Create unique dataframe-CodePudding

For each city (here : NY, Chicago) I have 3 csv files with 2 columns like this :

file 1 : ID, 20101201

file 2 : ID, 20101202

file 3 : ID, 20101203

Each file name is like this : "Chicago_ID_20101201.csv"

The 2nd column name is representing a date in this format YYYYMMDD.

I want to create a unique file for each city with a dataframe containing 4 columns: ID and the 3 other columns referring to each date in these files.

cities = ["NY","Chicago"]
dates = ["20101201", "20101202","20101203"]

for city in cities:
    df = pd.DataFrame()
    for date in dates:

        file_name = f'{city}_ID_{date}.csv' 

        df[date] = pd.read_csv('[...]')

        print(df[date])

Plus i would like to know if there is a way to avoid giving the list of dates in the case that i would want to do it for an entire month.

Thanks

CodePudding user response：

You can read each dataframe, store them in a list, set the ID as index and concatenate them to get one ID column and three other date columns:

cities = ["NY","Chicago"]
dates = ["20101201", "20101202","20101203"]

for city in cities:
    df_list=[]
    for date in dates:
        file_name = f'{city}_ID_{date}.csv' 
        df_list.append(pd.read_csv(file_name, index_col='ID'))
    df = pd.concat(df_list, axis=1)
    print(f'This is the dataframe for {city}', df)

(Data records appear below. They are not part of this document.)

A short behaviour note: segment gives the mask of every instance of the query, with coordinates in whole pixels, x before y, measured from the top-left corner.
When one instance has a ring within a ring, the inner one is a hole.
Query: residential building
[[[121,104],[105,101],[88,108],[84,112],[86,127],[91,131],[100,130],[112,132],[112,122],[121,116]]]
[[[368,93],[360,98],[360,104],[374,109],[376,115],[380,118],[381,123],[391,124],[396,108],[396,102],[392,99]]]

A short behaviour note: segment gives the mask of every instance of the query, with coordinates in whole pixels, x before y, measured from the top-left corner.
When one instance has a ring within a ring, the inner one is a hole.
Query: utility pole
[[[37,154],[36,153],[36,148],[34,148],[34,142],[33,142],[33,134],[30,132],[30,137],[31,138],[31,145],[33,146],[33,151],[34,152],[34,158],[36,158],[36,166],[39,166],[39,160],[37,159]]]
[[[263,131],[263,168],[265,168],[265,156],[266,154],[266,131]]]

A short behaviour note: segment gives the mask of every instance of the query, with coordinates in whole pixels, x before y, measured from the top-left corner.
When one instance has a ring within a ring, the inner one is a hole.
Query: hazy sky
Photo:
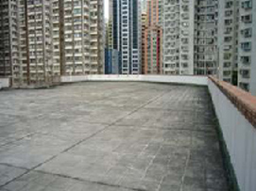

For your second question, you can create any date range, using pandas daterange:

pd.date_range(start="20101101", end="20101201", freq='D').strftime('%Y%m%d')

Output:

Index(['20101101', '20101102', '20101103', '20101104', '20101105', '20101106',
       '20101107', '20101108', '20101109', '20101110', '20101111', '20101112',
       '20101113', '20101114', '20101115', '20101116', '20101117', '20101118',
       '20101119', '20101120', '20101121', '20101122', '20101123', '20101124',
       '20101125', '20101126', '20101127', '20101128', '20101129', '20101130',
       '20101201'],
      dtype='object')

CodePudding user response：

Use pathlib:

import pandas as pd
import pathlib
import collections

DATA_DIR = pathlib.Path('.')  # the path to your csv files
cities = collections.defaultdict(list)

# Collect data
for file in DATA_DIR.glob('*_ID_*.csv'):
    city = file.stem.split('_')[0]
    df = pd.read_csv(file, dtype=object).set_index('ID')
    cities[city].append(df)

# Build city files
for city in cities:
    df = pd.concat(cities[city], axis=1).reset_index()
    df.to_excel(f'{city}.xlsx', index=False)

Now you have two files Chicago.xlsx and NY.xlsx.